Fastest way to make copy of huge dataset on same Exasol server

Padawan

Any other quick way to creating copy of huge dataset except 'Create or replace table' or Insert into - for keeping original dataset intact and using second one for experimenting

5 REPLIES 5

Xpert

hi again 😉
you could go for an IMPORT within the same database - I´m not sure if you get any more "mileage" compared to CREATE OR REPLACE - I´ll test that on occasion

Padawan

Thanks for the input! If I understand correctly, import could be a possibility to replicate a table faster. Can this be faster if it can be made to execute parallelly across  nodes. If yes, how to force import to run parallely.

Xpert

I´d assume that IMPORT should work in parallel automatically:

COMMAND_NAME IPROC PART_NAME OBJECT_NAME OBJECT_ROWS IN_ROWS OUT_ROWS DURATION
IMPORT 0 IMPORT T3 0 6250000 6250000 5.215547
IMPORT 1 IMPORT T3 0 6250000 6250000 5.215421
IMPORT 2 IMPORT T3 0 6250000 6250000 5.215292
IMPORT 3 IMPORT T3 0 6250000 6250000 5.215446
IMPORT 4 IMPORT T3 0 6250000 6250000 5.215514
IMPORT 5 IMPORT T3 0 6250000 6250000 5.215219
IMPORT 6 IMPORT T3 0 6250000 6250000 5.215208
IMPORT 7 IMPORT T3 0 6250000 6250000 5.215290


What surprised me was that IMPORT did perform slower than CTAS on a 50M copy...

Creating testset: 

COMMIT 1.208 0 COMMIT /* AUTO */
CREATE TABLE AS 1312.431 50000000 create table t1 as select level as my_pk,HASH_MD5(to_char(level)) as some_text,current_date + mod(level,100000) as some_date,'fix text for good measure' as some_fix_text from dual connect by level<=50000000;

fyi: not the most ideal/performant why to create the data but I wanted to use a sql that can by copy&pasted&executed
Copy with CTAS:

COMMIT 1.845 0 COMMIT /* AUTO */
CREATE TABLE AS 1.013 50000000 create table t2 as select * From t1;

Copy with IMPORT:

COMMIT 1.318 0 COMMIT /* AUTO */
IMPORT 5.256 50000000 import into t3 from exa at ... table t1;

 

Resulting data:

SIZE_GB TABLE_ROW_COUNT OBJECT_NAME OBJECT_TYPE RAW_OBJECT_SIZE MEM_OBJECT_SIZE
1.737127877771854 50000000 T1 TABLE 3400000000 1865226856
1.737139143049717 50000000 T3 TABLE 3400000000 1865238952
1.737249948084354 50000000 T2 TABLE 3400000000 1865357928


I´d assume that on a table with a bigger size and more columns IMPORT should outperform CTAS ( which btw also works as parallel as your cluster can muster i.e. #nodes) ..
Depending on what "for experimenting" means in your case you might save a bit if you can manage to stay in the same session for copy&experimenting and not commit your copy ( i.e. CTAS or IMPORT with autocommit off and all tests in the same transaction ) - of course, that will take a toll on your DBRAM and is not viable if your tests can´t be made in the same session.

Team Exasol
Team Exasol

I´d assume that IMPORT should work in parallel automatically.

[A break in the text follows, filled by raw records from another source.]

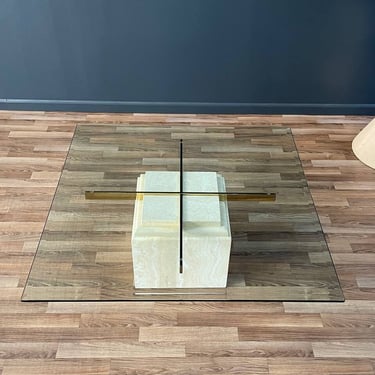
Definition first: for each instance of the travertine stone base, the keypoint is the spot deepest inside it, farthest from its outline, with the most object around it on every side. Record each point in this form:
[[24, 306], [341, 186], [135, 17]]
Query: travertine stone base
[[156, 232]]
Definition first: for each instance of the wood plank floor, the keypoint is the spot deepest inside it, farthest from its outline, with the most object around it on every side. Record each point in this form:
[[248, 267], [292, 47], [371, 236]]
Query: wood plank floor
[[187, 337]]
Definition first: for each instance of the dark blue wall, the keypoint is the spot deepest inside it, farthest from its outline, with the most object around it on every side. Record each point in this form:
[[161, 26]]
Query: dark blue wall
[[265, 56]]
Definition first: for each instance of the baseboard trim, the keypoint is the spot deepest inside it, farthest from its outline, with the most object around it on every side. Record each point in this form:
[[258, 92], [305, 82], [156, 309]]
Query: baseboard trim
[[186, 107]]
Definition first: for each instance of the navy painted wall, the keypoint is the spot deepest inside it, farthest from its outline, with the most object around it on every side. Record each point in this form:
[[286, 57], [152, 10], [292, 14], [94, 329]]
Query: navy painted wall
[[265, 56]]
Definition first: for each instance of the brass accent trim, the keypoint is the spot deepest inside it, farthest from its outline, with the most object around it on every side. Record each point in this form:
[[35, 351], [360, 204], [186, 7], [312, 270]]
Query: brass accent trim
[[119, 195]]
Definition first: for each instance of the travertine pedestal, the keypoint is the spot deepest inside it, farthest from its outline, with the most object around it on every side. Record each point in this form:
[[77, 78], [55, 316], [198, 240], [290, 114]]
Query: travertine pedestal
[[156, 233]]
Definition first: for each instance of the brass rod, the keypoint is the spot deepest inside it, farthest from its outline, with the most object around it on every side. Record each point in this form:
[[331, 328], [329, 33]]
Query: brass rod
[[124, 195]]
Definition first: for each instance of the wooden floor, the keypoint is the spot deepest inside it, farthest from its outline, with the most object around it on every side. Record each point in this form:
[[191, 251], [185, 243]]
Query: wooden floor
[[186, 337]]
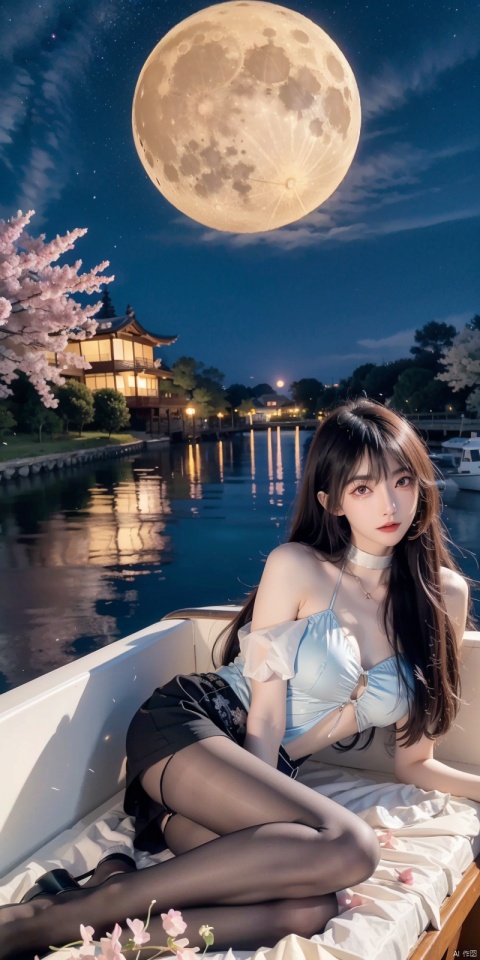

If you import from EXA as data source type, yes.

> What surprised me was that IMPORT did perform slower than CTAS on a 50M copy...
Of course CTAS/INSERT also work in parallel and can do without any driver data conversion overhead...

 

The only situation where IMPORT used to be (?) faster than INSERT was when the target table had a distribution key differing from the source table; with IMPORT the distribution was done in-stream, while the INSERT performed a two-phase approach.

 

All in all, CTAS should be the fastest possible way to copy a data set. If the data set does not fully fit into memory, maybe a loop of smaller INSERT statements is preferable.

 

Padawan

Thanks for the details!

Tried import but execution duration are almost same compared to current implementation. Seems CTAS/Insert into/Import have similar performance to replicate table on same server.